Uber Eats, and similar delivery services, don’t actually prepare any food. They pick up the food where it’s prepared and bring it to your door and, on the surface, it would seem like a similar delivery model for cannabis products would make sense. 

But there are legal restrictions in Connecticut which make it more complicated than that. 

“Connecticut does not allow the delivery companies to hold their own inventory. What it enables them to do is pick up an order from a licensed dispensary and bring it to the end consumer and nothing more,” she said, “They can only hold on to product for 24 hours. If it’s going to take more than 24 hours for some reason to complete delivery, it’s got to return back to the store where it began.”

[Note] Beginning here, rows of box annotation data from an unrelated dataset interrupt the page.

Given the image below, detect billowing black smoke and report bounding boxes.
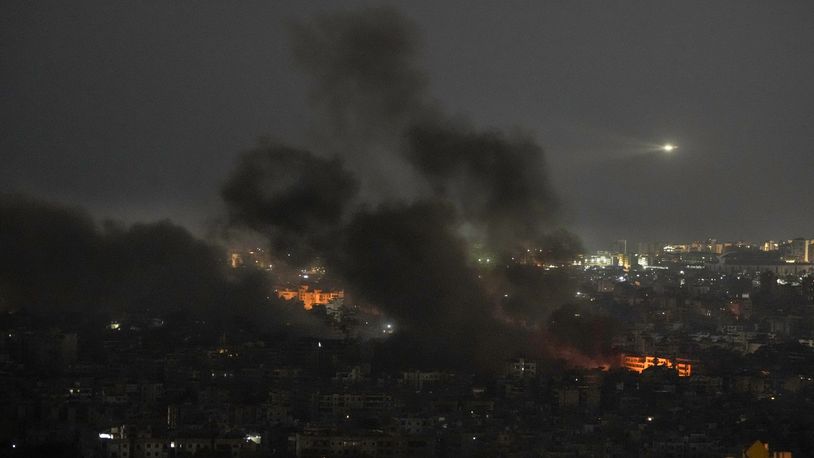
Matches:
[222,143,358,263]
[0,195,326,330]
[223,8,579,370]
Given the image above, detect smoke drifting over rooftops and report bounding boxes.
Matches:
[222,8,579,364]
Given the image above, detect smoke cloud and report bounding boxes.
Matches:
[223,8,592,364]
[0,195,326,330]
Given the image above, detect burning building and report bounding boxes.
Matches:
[620,354,692,377]
[275,285,345,310]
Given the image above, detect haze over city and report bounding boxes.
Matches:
[0,0,814,458]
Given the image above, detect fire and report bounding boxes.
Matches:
[621,354,692,377]
[275,285,345,310]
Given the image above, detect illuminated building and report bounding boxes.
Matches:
[229,253,243,269]
[621,354,692,377]
[706,250,814,276]
[276,285,345,310]
[786,238,811,262]
[743,441,792,458]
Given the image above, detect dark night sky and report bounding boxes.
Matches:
[0,0,814,248]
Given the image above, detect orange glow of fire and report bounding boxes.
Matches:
[621,354,692,377]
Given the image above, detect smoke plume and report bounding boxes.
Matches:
[0,195,326,330]
[223,8,592,370]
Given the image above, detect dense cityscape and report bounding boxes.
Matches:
[0,0,814,458]
[0,239,814,458]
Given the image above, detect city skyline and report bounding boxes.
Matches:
[0,2,814,248]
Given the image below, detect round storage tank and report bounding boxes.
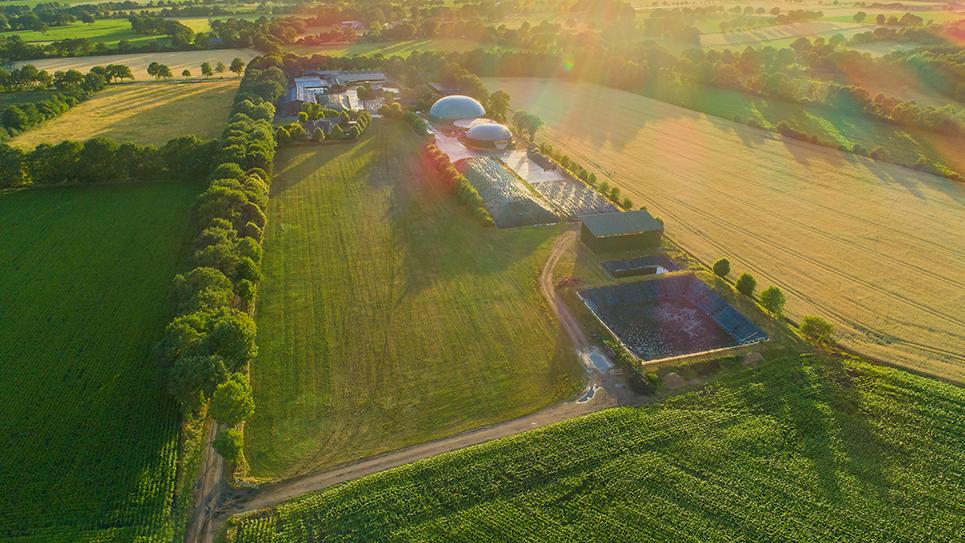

Every delivery vehicle needs to be fitted with a GPS tracking system, and the product itself must be secured in a lock box during transport. Drivers can’t be what Ostrowitz called “random gig workers,” but must have verified drivers’ licenses and be registered with the state.

“This is a very regulated form of courier service with a lot more intense capital expenditure and very little margin,” Ostrowitz said, but regulations aren’t the only barrier. Uber Eats can deliver anything from anywhere, but not cannabis delivery services. “This will be specifically, only, for the delivery of cannabis.”

Domino’s, on the other hand, delivers the pizza it prepares, and “That’s a very different model,” Ostrowitz said. “The store that’s selling it can deliver today. So the economics are very, very different.”

With two retail licenses, Slap Ash can use a mode Domino’s-style model, “because then I’m more like a Domino’s, I deliver my own product.” But, even then, she does not believe delivery will be a large portion of her profit. 

“My hope is that our delivery service, working in conjunction with our retailers, can actually make the business model work,” she said. “But I still don’t think it’s going to be a majority or even a quarter of our overall revenue. It’s an enhancement on our business.”

For other companies seeking to be in the delivery game in Connecticut, it could be a greater struggle toward profitability. Because of that,  Ostrowitz  said she believes many of those delivery licenses will be sold to companies that do both.

Currently running cannabis retail businesses can operate delivery services, but that role will be limited to delivery license holders once those businesses become operational. Whether or not they will be profitable is another question. 

“The fundamental economics, in my opinion – and it’s only my opinion – are that the delivery services that are owned by an existing retailer, are going to be the ones that can make the business fundamentals work,” Ostrowitz said.

Slap Ash has been granted one of the first eight delivery licenses, as did Cannect Wellness of Connecticut, which was granted two of the as-yet provisional licenses. Green Cab Co. of Stamford, Farmington Convenience out of Bristol, Fresh Perspective, also out of Bristol, Nutmeg Delivery, with an address in Hartford and Bay Breeze Botanicals also were each granted one license. 

Slap Ash was previously granted two retail licenses after submitting a total of 850 applications, more than 10 percent of the 8,360 applications received by the state for retail cannabis licenses. They have not yet opened two planned retail cannabis facilities in the state. 

“We felt that if we’re going to go really hard at retail, then we can make the delivery model work,” she said. “As long as our delivery business can sustain itself and ideally profit, then we can justify operationalizing this license.”

The eight delivery licenses are for now provisional, but Ostrowitz believes that some may be sold to cannabis retailers when the licenses become fully active.

“That’s my guess. I’m no genie, but people didn’t start signing up with Uber unless they had to,” she said. “The companies were doing better than making more money when they were self-delivering. And when Uber Eats and DoorDash and Grubhub didn’t exist, people went directly to the restaurants that were ordering from for delivery.”